A massive underground lake has been detected for the first time on Mars, raising hopes that more water — and maybe even life — exists there, international astronomers said Wednesday.

Located under a layer of Martian ice, the lake is about 20 kilometers wide, said the report in the journal Science.

It is the largest body of liquid water ever found on the Red Planet.

“Water is there. We have no more doubt,” co-author Enrico Flamini, the Italian space agency’s Mars Express mission manager, told a press conference.

Mars is now cold, barren and dry but it used to be warm and wet.

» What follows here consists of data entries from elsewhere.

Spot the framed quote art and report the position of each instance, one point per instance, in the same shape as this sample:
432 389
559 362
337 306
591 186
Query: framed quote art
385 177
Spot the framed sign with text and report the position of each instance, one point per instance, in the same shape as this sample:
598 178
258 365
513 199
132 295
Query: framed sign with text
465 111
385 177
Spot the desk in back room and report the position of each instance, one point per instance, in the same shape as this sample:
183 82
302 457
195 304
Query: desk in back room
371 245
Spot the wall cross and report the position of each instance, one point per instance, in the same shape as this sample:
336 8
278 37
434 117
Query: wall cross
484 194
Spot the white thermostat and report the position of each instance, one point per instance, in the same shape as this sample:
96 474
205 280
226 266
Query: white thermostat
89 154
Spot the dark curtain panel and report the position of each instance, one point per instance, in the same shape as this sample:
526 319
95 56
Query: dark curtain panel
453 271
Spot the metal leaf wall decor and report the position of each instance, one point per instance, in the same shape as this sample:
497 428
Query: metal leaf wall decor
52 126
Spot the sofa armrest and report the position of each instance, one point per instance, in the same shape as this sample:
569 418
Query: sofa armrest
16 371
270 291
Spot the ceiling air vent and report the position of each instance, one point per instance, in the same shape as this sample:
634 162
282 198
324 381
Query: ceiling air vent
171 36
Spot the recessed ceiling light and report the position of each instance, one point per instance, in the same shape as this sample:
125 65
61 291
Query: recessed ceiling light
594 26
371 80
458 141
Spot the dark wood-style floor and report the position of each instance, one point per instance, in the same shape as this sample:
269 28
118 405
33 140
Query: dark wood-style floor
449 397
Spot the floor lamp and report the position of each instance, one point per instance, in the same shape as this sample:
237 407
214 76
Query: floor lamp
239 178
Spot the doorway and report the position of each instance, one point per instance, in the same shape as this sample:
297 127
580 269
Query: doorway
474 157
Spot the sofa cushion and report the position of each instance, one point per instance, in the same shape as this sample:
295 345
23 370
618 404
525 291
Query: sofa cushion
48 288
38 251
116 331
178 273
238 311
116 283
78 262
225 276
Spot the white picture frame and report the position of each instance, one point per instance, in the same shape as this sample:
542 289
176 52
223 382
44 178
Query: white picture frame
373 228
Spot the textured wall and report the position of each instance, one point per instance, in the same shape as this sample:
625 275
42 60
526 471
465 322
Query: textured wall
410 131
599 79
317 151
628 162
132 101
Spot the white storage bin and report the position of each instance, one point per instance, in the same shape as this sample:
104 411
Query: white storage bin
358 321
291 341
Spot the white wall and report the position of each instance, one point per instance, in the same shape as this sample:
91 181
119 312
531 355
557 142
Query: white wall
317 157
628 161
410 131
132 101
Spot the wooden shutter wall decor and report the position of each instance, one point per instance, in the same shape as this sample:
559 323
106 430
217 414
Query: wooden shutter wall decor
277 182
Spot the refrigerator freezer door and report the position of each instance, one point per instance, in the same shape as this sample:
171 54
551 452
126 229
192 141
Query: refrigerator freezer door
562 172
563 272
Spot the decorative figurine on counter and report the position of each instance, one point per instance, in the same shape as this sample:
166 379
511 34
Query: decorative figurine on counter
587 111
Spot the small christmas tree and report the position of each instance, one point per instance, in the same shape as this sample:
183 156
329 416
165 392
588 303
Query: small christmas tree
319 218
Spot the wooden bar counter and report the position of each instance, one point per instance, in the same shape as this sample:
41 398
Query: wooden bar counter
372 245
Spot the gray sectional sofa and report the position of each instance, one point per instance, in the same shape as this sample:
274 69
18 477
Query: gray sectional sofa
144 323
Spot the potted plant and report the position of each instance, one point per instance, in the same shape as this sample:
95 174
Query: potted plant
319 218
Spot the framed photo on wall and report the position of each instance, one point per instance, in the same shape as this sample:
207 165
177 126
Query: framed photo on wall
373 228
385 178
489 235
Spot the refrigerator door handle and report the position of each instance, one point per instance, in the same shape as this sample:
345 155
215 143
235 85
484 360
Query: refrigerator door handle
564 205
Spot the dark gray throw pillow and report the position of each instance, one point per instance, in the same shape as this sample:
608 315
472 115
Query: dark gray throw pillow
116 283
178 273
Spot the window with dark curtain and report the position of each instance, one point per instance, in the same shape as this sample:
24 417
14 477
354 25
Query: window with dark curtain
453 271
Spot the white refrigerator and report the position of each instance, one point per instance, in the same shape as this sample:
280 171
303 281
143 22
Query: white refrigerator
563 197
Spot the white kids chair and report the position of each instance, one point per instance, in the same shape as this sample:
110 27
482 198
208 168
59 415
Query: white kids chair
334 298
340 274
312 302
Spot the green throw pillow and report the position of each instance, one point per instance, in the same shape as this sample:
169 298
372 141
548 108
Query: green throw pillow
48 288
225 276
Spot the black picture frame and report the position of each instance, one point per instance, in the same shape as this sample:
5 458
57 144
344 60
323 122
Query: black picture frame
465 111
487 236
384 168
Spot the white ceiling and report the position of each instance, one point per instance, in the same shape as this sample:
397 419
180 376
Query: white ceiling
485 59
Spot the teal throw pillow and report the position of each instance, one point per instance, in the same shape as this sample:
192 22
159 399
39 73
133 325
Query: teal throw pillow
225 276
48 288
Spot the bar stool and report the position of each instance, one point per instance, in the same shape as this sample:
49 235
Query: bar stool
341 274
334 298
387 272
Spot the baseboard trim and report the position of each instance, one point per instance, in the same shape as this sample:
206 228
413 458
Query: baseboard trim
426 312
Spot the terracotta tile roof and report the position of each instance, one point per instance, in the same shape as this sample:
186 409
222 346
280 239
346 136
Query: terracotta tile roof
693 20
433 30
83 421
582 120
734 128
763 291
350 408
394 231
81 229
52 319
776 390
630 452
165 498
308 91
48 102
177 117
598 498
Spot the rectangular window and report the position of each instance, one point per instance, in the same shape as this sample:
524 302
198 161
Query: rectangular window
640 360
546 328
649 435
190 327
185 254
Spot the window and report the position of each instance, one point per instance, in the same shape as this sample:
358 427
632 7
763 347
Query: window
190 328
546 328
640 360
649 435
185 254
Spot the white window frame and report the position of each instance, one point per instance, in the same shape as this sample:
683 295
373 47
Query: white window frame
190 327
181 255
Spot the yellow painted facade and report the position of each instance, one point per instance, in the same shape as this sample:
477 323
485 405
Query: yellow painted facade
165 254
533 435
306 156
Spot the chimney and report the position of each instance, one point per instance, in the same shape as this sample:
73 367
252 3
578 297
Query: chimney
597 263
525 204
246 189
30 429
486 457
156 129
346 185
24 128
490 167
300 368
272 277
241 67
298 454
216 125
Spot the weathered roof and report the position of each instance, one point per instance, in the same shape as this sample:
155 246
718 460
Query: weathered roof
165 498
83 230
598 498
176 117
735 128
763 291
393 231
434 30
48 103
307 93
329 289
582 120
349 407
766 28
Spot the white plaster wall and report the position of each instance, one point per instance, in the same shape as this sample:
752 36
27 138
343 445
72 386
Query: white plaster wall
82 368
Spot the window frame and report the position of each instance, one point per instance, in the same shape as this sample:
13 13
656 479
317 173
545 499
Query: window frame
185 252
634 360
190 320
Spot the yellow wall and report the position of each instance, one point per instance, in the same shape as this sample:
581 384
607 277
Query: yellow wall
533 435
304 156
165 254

It was home to plenty of liquid water and lakes at least 3.6 billion years ago.

Scientists are eager to find signs of contemporary water, because such discoveries are key to unlocking the mystery of whether life ever formed on Mars in its past, and whether it might persist today.

“This is a stunning result that suggests water on Mars is not a temporary trickle like previous discoveries but a persistent body of water that provides the conditions for life for extended periods of time,” said Alan Duffy, an associate professor at Swinburne University in Australia, who was not involved in the study.

Being able to access water sources could also help humans survive on a future crewed mission to Earth’s neighboring planet, with NASA aiming to send explorers in the 2030s.

This particular lake, however, would be neither swimmable nor drinkable, and it lies almost 1.6 kilometers beneath the icy surface in a harsh and frigid environment.

Whether microbial forms of life could lie within is a matter of debate.

Some experts are skeptical of the possibility since the lake is so cold and briny, mixed with a heavy dose of Martian salts and minerals.

The temperature is likely below the freezing point of pure water, but the lake can remain liquid due to the presence of magnesium, calcium and sodium. 

“This is a discovery of extraordinary significance, and is bound to heighten speculation about the presence of living organisms on the Red Planet,” said Fred Watson of the Australian Astronomical Observatory.

“Caution needs to be exercised, however, as the concentration of salts needed to keep the water liquid could be fatal for any microbial life similar to Earth’s,” added Watson, who was not involved in the research.

The discovery was made using a radar instrument on board the European Space Agency’s Mars Express orbiter, which launched in 2003.

The tool is called the Mars Advanced Radar for Subsurface and Ionosphere Sounding, and was designed to find subsurface water by sending radar pulses that penetrate the surface and ice caps.

MARSIS “then measures how the radio waves propagate and reflect back to the spacecraft,” said the study.

A team of researchers led by Roberto Orosei of the National Institute for Astrophysics in Bologna, Italy, surveyed a region called Planum Australe, located in the southern ice cap of Mars, from May 2012 until December 2015. 

A total of 29 sets of radar samplings showed a “very sharp change in its associated radar signal,” allowing scientists to map the outlines of the lake.